# Dante's Inferno Xbox 360 - Go To Hell...and really mean it!



## KASR

*Game Title: *Dante's Inferno
*Publisher:* Electronic Arts
*Developer: *Visceral Games, Artificial Mind and Movement
*Genre(s):* third-person hack and slash, action-adventure
*Players:* Single Player (DLC co-op add-on)
*ESRB Rating:* Mature
*Release Date:* February 18th, 2010
*Review Rating:* :4.5stars: 

*Story* 
Loosely based on the first part of "Divine Comedy" by Dante Aligheri, Dante's Inferno follows the main character (Dante), a supposed hardcore Christian, through hell (literally) to reclaim the soul of his beloved (Beatrice) as well as face his own demons (again, literally) and sins - and - find some measure of redemption for his otherwise, wicked life. The setting is during the 3rd Crusade of King Richard the Lionheart during his quest to reclaim the holy land of Jerusalem. If you've read the "Divine Comedy" then you have some measure of what to expect - but it's certainly not required reading to enjoy this game. It's a one-way ticket to the nether-realm and you aren't exactly welcome so pack in some grit and determination, becuz the dark ones aren't giving the keys to the kingdom willingly! We're going to Hell -so bring the popcorn! How bad could it be....right?

*Graphics and Sound* 
I gotta say, I'm becoming a huge fan of Visceral - they match the mood graphically for whichever game you are playing and set the tone with a great sound stage. From the very get go, you pop in the disc and the log splash screen lets you know what you're in for: a total surround sound treat.
The start screen beckons and when you finally decide to tackle Dante's sins with a push of the start button, a beautiful transition is accompanied by despairing screams and agony (which hits every channel) .... _oh yeaaaa....this is my kinda game!_

Cut-scene animations are beautifully done and storyline animation are done with a tapestry stylization that truly makes the game its own. The rendering and level mapping is nothing short of brilliant and the developers/designed have done well in translating what "ones" hell could look like. I for one wouldn't want to go there....but I gotta save my true love, so it's into the 9-rings we go!
The level design is a pretty compelling translation of the poem - but don't take my word for it - check it out for yourself!

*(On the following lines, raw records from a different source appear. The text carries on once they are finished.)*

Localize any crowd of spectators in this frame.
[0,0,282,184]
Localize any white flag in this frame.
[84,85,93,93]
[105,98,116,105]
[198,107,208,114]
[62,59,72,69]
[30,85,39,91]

Sound is weaved masterfully into the game. You get your fair share of ambient noise, directionally dialog and effects and the music cues and then fades perfectly so that you aren't being distracted by it - instead being drawn deeper into the games style. Swinging Death's scythe produces some terrific highs and the thudding of hell's many demons produce some goodies for the LFE channel

*Extras*
As you proceed through the game and achieve certain tasks or achievements, you can unlock developer/designer artwork. The game also has quite a few downloadable content pieces that you can purchase. One DLC is free on Xbox Live. Each DLC contains an amount of "souls" used for purchasing more abilities. On March 4th, the Dark Forest DLC was released, which is the prologue level based loosely on the opening of the "Divine Comedy". This DLC contains new enemies and a series of puzzles for the player to overcome. On April 29th, 2010 - the Trials of St. Lucia will be released which has been rumored to allow co-op play. This DLC also include a game-editor - which takes the replay value to a whole new level as you share custom created maps and levels with your friends. 

*Spoiler* 



And of course, this is beginning of a great new franchise, one that I will gladly buy into - as the game is guaranteed a continuation.




*Gameplay*
Dante's Inferno is listed as an action/adventure game - but I think that's a little light. I would classify this as a horror/thriller as well as a hack n' slash third person game. The combat is hot-n-heavy/fast-paced and there is quite abit of level platforming and environment based puzzles - which is a joy (one think that Ninja Gaiden could have had more of).

Dante has two weapons: Death's Scythe and Beatrice's cross - each capable of devastating attacks and both having the ability to "level-up" to gain more destructive attacks as the game progresses. In addition to these weapons, Dante also has the ability to perform certain types of magic. The game also employs a quick time event system to one engaged to dispatch with enemies. Attack combos can be unlocked and/or upgraded using "souls" (in-game currency) and when crossing the paths with the many famous figures in history (that are mentioned in the original poem), you can enter into a mini-game that can grant the tortured souls absolution for their sins....or you can punish the poor moos right then and there. It's your choice. 

Now quite a bit of flack that this game catches is when critics draw comparisons between this game and "God of War". Now, it's always easy to tear something down and the brain constantly tries to make connections/comparisons/similarities/patterns when analyzing material - but if you come into this game with an clean perspective and enjoy/appreciate what it has to offer, then you'll be pleasantly surprised. The game does wrap up alittle too quickly when you a hit a "10-stage challenge level". This is one part where I felt each piece of "Fraud" could have been expanded upon.
With that, even if you say: "This game is just like God of War" - you are basically saying: "This game is just like this other awesome game!" so, that makes it awesome as well? I think it does and enjoyed every minute of it! The game has great material from which it draws it's story and as a result it has built a competent game-play mechanic.


*Summary*
My wife tried to play 30 minutes of this game and had to walk away becuz it scared the bejeebus outta of her. So I knew I would love it and having NEVER played God of War, I had no benchmark to taint my perception of the game. I think I'm more objective as a result, becuz I was able to enjoy the level detail, revel in the audio bliss and gnash my teeth through the horrific depictions of hell. This is definitely mature material for blood, gory, sex, religion, content - and once you come out the other end, you may suspect that things couldn't possibly end well when you go for a stroll through hell...you might be surprised. A solid investment through and through! 
Enjoy....oh, and _GO TO HELL_!


----------



## Ares

Nice review Aaron, I especially like the part where it scared the bejeebus out of your wife classic.


----------